Once a CARE Report is submitted, it is reviewed by the Dean of Students Office staff within one business day. You may be contacted for additional information or clarification as needed. Based on the incident report and other available details, a member of the CARE Network contacts the referred individual to schedule a meeting. During the meeting, the student’s situation is assessed, referrals are made to appropriate resources, and support services are provided. 

Yes, you are able to submit a CARE Report anonymously; however, we strongly discourage this practice. At times additional information is needed in order to identify the best plan of action for supporting a referred student. The Dean of Students Office may need to contact you for additional information. You may request to remain unidentified to the individual that you are referring and we will do our best to protect your privacy; however, students may request and attain access to the report. As such, it is important that the report focus on objective, observable, and factual information avoiding labels and stereotypes.  

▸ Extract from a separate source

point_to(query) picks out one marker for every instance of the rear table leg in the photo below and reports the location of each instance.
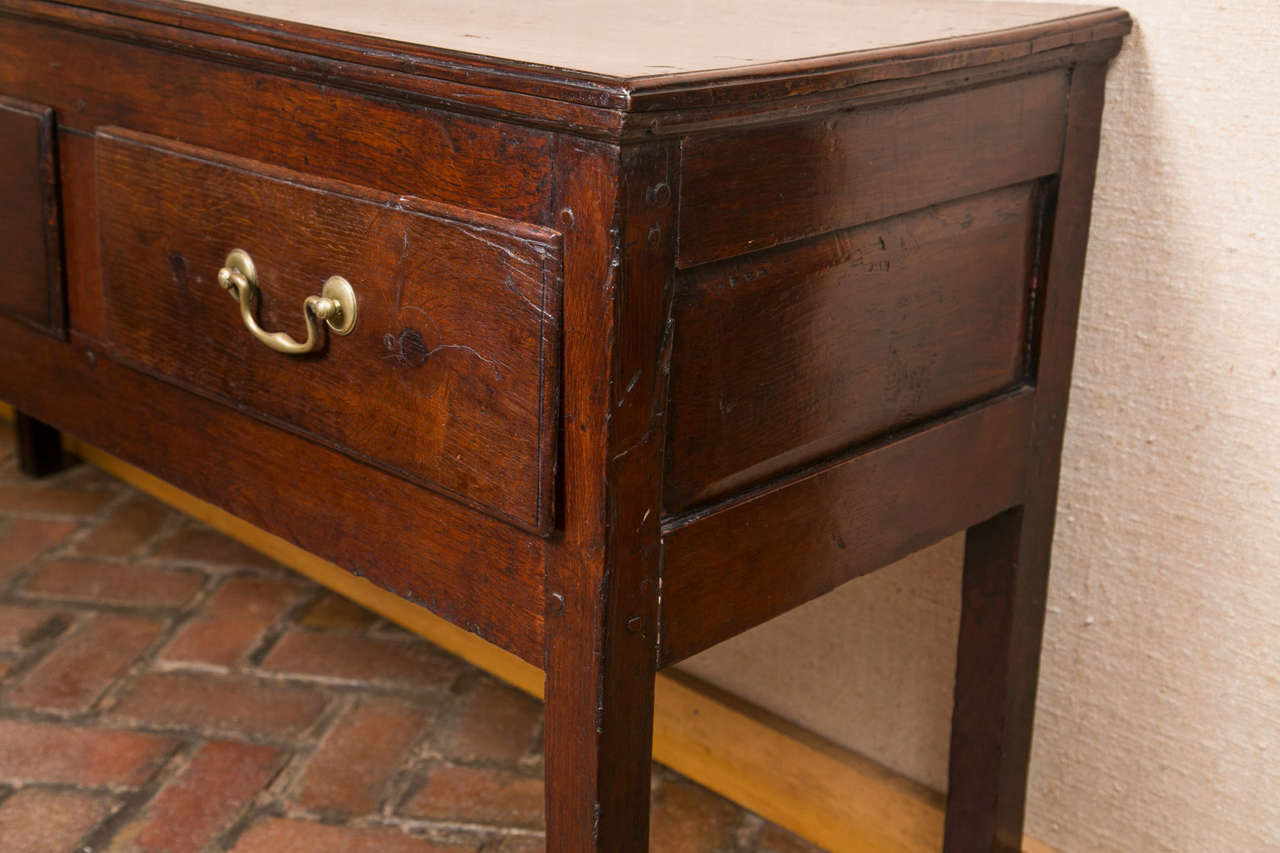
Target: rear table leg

As soon as you submit an electronic CARE Report, in your browser you will see an automated message with confirmation that the report was submitted. Not every referral source receives a follow-up contact from staff. Know that once your report is submitted, staff will address it within one business day. If you have additional questions or needs, you may contact the Dean of Students Office and staff will respond within the parameters of FERPA. If the person you are creating a report for poses a threat of harm to self or others, please do not submit an electronic report, please call Clemson University Police Department immediately at (864) 656-2222.

CARE Reports are submitted through a secure electronic system called Maxient. There are limited staff members who are a part of the CARE Network and have access to the system. The Associate Vice President for Student Affairs/Dean of Students identifies the staff members who have access to CARE cases and grants varying levels of access to information within Maxient.


Notification of Absence

The Notification of Absence tool is a means for students to quickly notify all of their instructors of an absence prior to or following the absence. It remains the student's responsibility to follow-up with professors to discuss any work which may be missed. A professor may require documentation. As always, the professor is the one who determines if a student's absence is excused or unexcused. When a Notification of Absence is submitted by the Dean of Students Office on behalf of a student, it remains the responsibility of the student to follow up with individual professors as soon as he or she is able to do so. The Dean of Students Office includes only the details a student authorizes us to share in the notification.


Request for Verification of Attendance

When providing care and support services for students, the Dean of Students Office may contact professors and others to verify student attendance in class, completion of assignments, participation in activities, and attempt to note any possible behaviors of concern. Please respond to these requests as quickly as possible and know that the information is being used to determine appropriate next steps to help a student who may be in distress or facing academic challenges.